I can see this as a signal of either two things -

  1. That the department may not want to be seen favouring its own candidates.
  2. That the department may not have as much faith in its own graduates as that from other schools.

I understand that this may differ from field to field.

But in general, what is the majority view-point on a department that has no representation of its own graduates on its faculty?

  • 19
    Many departments (like mine) explicitly forbid hiring its own PhDs, at least until they get tenure elsewhere or their advisors leave the department. I think this rule is very healthy.
    – JeffE
    Commented Mar 15, 2013 at 15:20
  • 2
    Not quite the same thing but related: One of the departments at my school will not accept its own Bachelors into its post grad program. It is not a matter of favoritism, or lack of confidence. It is a tool to ensure the diversity of the students in the program, as well as ensure the individual student has experienced a wider range of views.
    – Mr.Mindor
    Commented Mar 15, 2013 at 15:56
  • I don't know many universities who hire their own graduates in economics except MIT. Harvard almost never hires their own PhDs, neither does Penn.
    – Hedge Fund
    Commented Dec 19, 2013 at 0:24
  • academia.stackexchange.com/questions/8618/…
    – user137843
    Commented Mar 30, 2021 at 6:17

4 Answers 4


It's common in computer science for a university to have few if any of its own graduates as faculty, and should not be taken as a bad sign by itself. This low representation is for two main reasons:

  1. The best five or ten universities in the United States produce a disproportionately large number of strong academic candidates. In practice universities that have research departments at all (let alone the exceptionally strong ones) tend to be filled with professors with Ph.D.s from the elite few.

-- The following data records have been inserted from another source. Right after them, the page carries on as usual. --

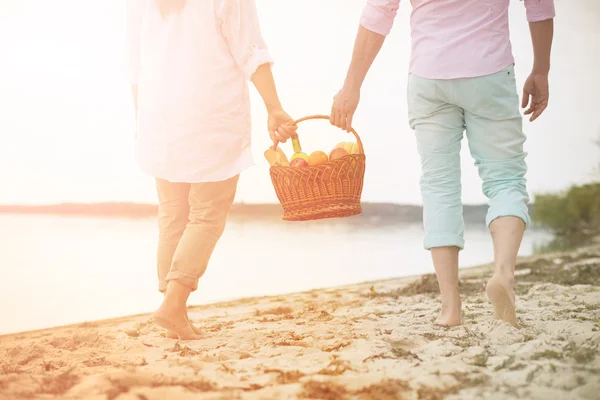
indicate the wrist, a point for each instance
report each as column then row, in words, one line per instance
column 273, row 106
column 352, row 85
column 540, row 68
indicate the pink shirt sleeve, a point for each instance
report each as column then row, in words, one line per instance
column 539, row 10
column 378, row 15
column 241, row 29
column 134, row 21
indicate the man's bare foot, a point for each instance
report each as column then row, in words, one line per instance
column 175, row 321
column 451, row 309
column 501, row 293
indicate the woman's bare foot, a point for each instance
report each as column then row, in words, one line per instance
column 451, row 309
column 175, row 321
column 501, row 293
column 173, row 335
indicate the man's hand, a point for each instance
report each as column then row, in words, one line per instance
column 535, row 94
column 281, row 126
column 344, row 107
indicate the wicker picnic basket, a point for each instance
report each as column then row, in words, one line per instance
column 329, row 190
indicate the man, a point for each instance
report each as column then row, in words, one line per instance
column 462, row 80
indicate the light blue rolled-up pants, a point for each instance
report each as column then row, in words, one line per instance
column 487, row 109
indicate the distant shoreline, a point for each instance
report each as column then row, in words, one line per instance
column 373, row 213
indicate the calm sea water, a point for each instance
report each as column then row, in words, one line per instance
column 62, row 270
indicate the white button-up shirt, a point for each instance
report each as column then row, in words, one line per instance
column 192, row 71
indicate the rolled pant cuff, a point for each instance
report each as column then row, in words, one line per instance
column 189, row 281
column 448, row 240
column 495, row 214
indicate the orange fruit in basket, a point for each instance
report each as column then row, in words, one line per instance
column 298, row 162
column 337, row 153
column 317, row 158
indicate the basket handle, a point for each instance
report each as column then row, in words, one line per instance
column 360, row 146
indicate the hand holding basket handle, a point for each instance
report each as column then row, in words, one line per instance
column 328, row 190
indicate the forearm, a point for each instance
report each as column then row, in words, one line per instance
column 134, row 96
column 366, row 48
column 542, row 33
column 265, row 85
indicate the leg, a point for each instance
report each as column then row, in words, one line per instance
column 173, row 217
column 507, row 233
column 494, row 131
column 173, row 212
column 209, row 206
column 439, row 129
column 445, row 261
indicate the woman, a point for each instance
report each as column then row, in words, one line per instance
column 189, row 62
column 462, row 79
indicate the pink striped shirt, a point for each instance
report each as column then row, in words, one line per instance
column 455, row 38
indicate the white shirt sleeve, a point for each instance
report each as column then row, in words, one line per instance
column 240, row 27
column 134, row 22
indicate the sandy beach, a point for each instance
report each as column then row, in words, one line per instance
column 365, row 341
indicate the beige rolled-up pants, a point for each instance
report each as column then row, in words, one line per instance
column 191, row 219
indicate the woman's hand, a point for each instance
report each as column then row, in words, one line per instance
column 281, row 126
column 535, row 94
column 343, row 108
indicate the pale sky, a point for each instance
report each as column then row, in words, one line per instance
column 66, row 119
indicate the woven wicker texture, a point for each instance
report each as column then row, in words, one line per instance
column 329, row 190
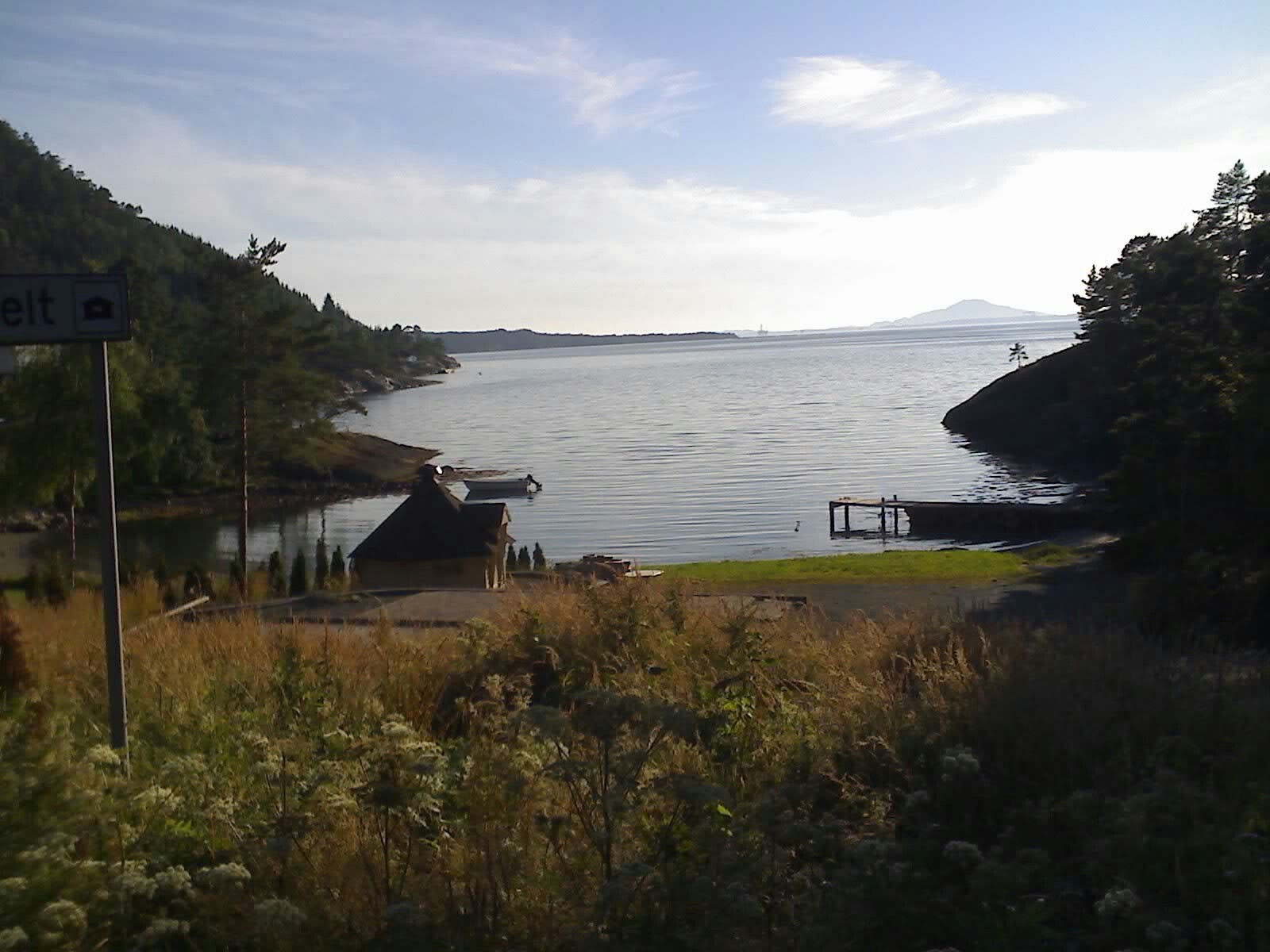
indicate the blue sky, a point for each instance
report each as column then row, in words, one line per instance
column 602, row 167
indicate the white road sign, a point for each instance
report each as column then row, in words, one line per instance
column 63, row 309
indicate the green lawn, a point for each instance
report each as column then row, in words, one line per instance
column 949, row 565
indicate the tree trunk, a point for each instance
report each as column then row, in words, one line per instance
column 74, row 489
column 243, row 520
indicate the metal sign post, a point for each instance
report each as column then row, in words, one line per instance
column 69, row 309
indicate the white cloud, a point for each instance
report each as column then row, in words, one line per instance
column 603, row 251
column 605, row 92
column 846, row 92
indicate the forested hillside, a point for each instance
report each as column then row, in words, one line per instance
column 1170, row 393
column 216, row 340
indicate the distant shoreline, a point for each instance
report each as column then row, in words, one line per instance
column 479, row 342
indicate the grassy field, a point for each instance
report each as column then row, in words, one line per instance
column 945, row 565
column 620, row 768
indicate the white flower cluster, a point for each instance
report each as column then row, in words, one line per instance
column 10, row 889
column 277, row 916
column 186, row 766
column 397, row 729
column 226, row 875
column 102, row 755
column 133, row 882
column 162, row 931
column 54, row 848
column 962, row 854
column 959, row 762
column 1117, row 903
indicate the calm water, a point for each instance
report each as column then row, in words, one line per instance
column 679, row 452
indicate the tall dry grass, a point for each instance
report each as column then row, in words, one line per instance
column 628, row 767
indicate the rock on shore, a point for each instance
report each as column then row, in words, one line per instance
column 1045, row 414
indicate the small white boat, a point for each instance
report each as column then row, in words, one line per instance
column 503, row 488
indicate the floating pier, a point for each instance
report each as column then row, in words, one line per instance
column 960, row 520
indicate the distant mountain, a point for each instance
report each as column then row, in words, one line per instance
column 972, row 311
column 473, row 342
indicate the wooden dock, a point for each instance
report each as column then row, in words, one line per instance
column 959, row 520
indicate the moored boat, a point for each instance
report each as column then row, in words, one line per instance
column 503, row 488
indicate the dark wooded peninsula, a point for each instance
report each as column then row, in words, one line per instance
column 1164, row 409
column 228, row 367
column 473, row 342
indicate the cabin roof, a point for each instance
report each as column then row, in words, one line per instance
column 431, row 524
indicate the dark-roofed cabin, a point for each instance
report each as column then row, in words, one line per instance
column 435, row 539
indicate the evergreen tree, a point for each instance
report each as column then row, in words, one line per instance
column 321, row 565
column 298, row 575
column 277, row 583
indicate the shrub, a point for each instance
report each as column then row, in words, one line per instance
column 321, row 565
column 277, row 582
column 298, row 575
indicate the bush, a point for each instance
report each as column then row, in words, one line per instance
column 277, row 582
column 298, row 575
column 624, row 762
column 321, row 565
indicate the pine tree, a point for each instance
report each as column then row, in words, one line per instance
column 321, row 565
column 1018, row 355
column 298, row 575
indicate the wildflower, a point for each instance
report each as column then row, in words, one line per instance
column 160, row 931
column 102, row 755
column 226, row 875
column 133, row 881
column 221, row 809
column 277, row 916
column 962, row 854
column 959, row 762
column 184, row 766
column 395, row 730
column 173, row 881
column 1117, row 903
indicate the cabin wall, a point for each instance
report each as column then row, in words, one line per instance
column 479, row 573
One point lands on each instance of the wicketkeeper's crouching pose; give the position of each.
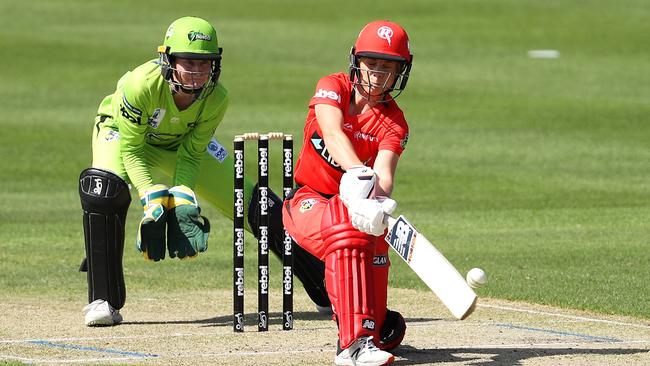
(354, 124)
(163, 115)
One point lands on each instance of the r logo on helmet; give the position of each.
(386, 33)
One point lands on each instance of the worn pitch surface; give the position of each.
(196, 329)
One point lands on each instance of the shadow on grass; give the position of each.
(496, 356)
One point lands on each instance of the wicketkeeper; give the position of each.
(162, 117)
(353, 138)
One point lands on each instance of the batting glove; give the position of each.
(187, 230)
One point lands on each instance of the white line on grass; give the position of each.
(69, 360)
(574, 317)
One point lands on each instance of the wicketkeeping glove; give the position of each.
(187, 230)
(151, 231)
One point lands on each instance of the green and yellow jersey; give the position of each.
(143, 111)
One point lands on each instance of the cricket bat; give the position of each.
(431, 266)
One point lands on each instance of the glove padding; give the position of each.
(151, 231)
(357, 183)
(367, 215)
(187, 230)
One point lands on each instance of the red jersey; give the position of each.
(383, 127)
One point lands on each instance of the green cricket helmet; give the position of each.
(190, 38)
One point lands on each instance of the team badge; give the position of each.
(112, 135)
(385, 33)
(404, 141)
(307, 204)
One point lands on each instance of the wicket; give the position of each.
(263, 241)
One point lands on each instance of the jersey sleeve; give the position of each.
(132, 124)
(192, 149)
(328, 91)
(396, 136)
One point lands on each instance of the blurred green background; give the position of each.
(534, 169)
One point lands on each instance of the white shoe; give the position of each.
(100, 312)
(363, 352)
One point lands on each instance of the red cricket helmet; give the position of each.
(386, 40)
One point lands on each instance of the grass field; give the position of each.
(534, 169)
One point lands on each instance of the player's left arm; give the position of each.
(385, 167)
(192, 149)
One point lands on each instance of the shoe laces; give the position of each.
(367, 344)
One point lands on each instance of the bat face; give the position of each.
(401, 237)
(432, 267)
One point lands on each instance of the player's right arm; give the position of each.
(131, 117)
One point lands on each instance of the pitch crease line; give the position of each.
(575, 317)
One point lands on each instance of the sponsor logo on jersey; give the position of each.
(401, 238)
(380, 260)
(324, 93)
(130, 112)
(112, 135)
(170, 31)
(98, 187)
(365, 136)
(217, 151)
(404, 141)
(319, 145)
(156, 117)
(306, 205)
(194, 35)
(368, 324)
(386, 33)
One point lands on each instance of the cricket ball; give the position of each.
(476, 278)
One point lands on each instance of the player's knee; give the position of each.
(105, 201)
(393, 331)
(102, 191)
(337, 230)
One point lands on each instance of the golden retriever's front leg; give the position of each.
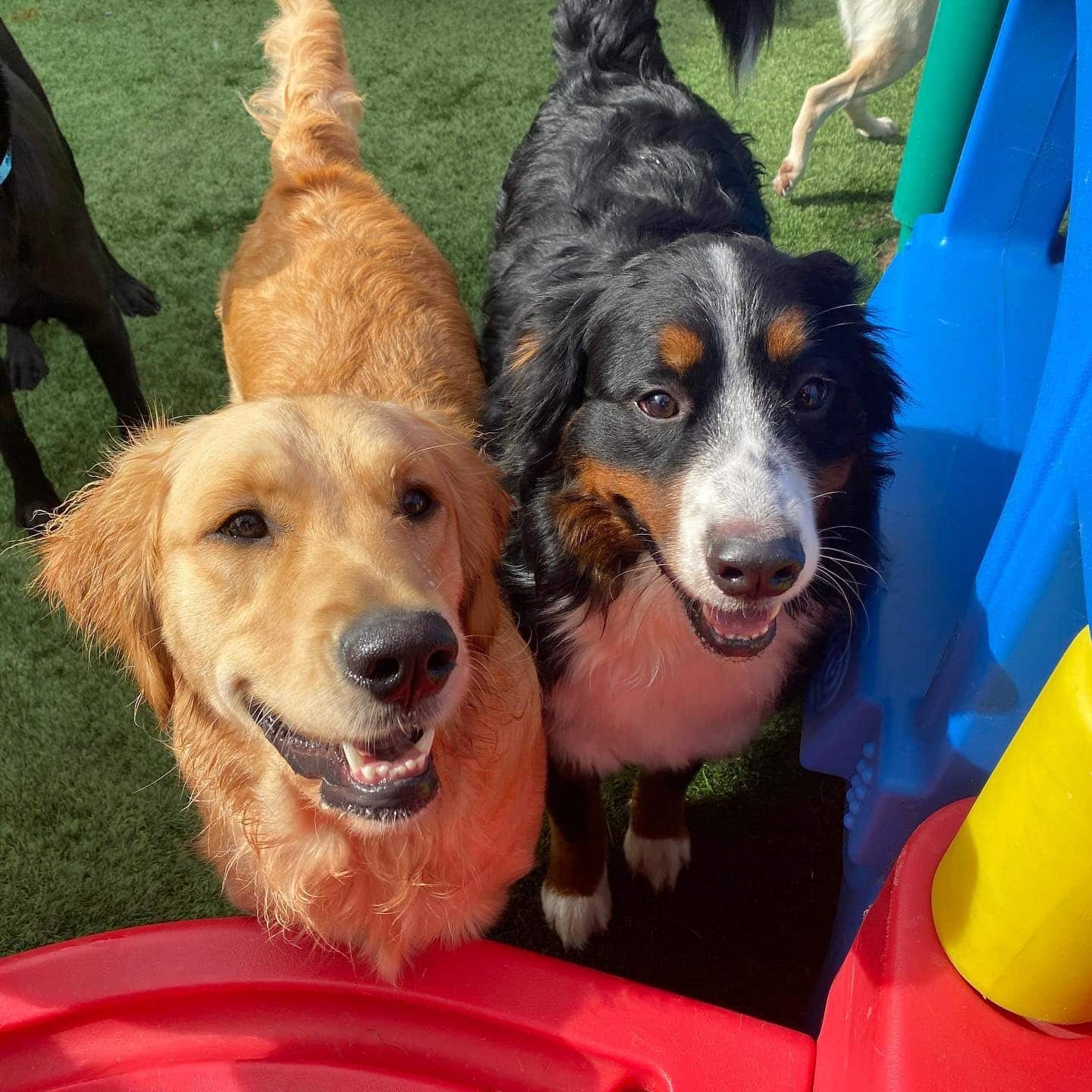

  2. Going somewhere else leads to cross-fertilization of academic thought. Presumably after 5+ years of graduate school one has spent a lot of time learning from the expertise available in their department. Going somewhere else allows a professor to transfer her knowledge to a different group of researchers, and to get fresh insight from them in return.


Partly, it depends on the size of the department. In a small or even medium-sized department, it means nothing. I wouldn't read anything into it until the department reaches a size where it has five or more graduates of a single school on the faculty (if they have no more than a few from any given place, then random fluctuations could easily push the number to zero). If they have hired five or ten from another school but none of their own, then it's clear they have a preference for that school. It's sensible to set up some barriers to hiring your own graduates, so a modest preference for other schools is actually a good sign. If it gets extreme, it's may be because they think the other school's students are genuinely stronger.

However, I wouldn't worry about this too much. Even if you run across an unambiguous case, it's hard to know what to make of it. Sometimes a department has an incredibly strong research group in a certain area but hires none of their own graduates because they simply don't need any more professors in this area. In that case the lack of hiring is no reflection on the graduates from this group.


No, will be my short answer.

This is a matter of "culture". In my Alma Mater in the US, the department did not hire its graduates as faculty. It was perfectly normal. Where I now work, in Europe, the opposite was the norm; it was unusual to recruit faculty from elsewhere. This has, however, changed and I think we have a healthy mix now. To a large extent this has to do with mobility, in the one case mobility is the norm, in the other it is not. You stay where you were born to some extent.

So the No means that in some fields and countries it is perfectly natural not to recruit from your "own ranks".

A follow up question to this might be what the benefits of internal vs. external recruitment might be. I am sure this differs substantially.


It almost never happens in Finance and Economics, well, except at Harvard, MIT and U of Chicago. This is mostly because there are more people graduating than there are tenure track jobs and people usually wind up upto 50-75 ranks below where they graduate. The top 10 schools graduate enough students to fill the positions in the top 50 schools and so on. Sometimes you hear of some stellar people who move up because they have done great work and are very visible but the general traffic is downwards.

  • 1
    In economics, the lower half of the distribution of Harvard graduates go teaching in liberal art colleges, and publish nothing. From that perspective, a top Ph.D. graduate of say Northwestern or Penn State is better than a mediocre Harvard graduate.
    – StasK
    Commented Apr 8, 2013 at 4:31
  • @StasK Yeah, you're right. There is still a huge supply of tenure track candidates from top schools but not as large as I'd indicated since, as you correctly pointed out, a lot from the bottom half go into teaching.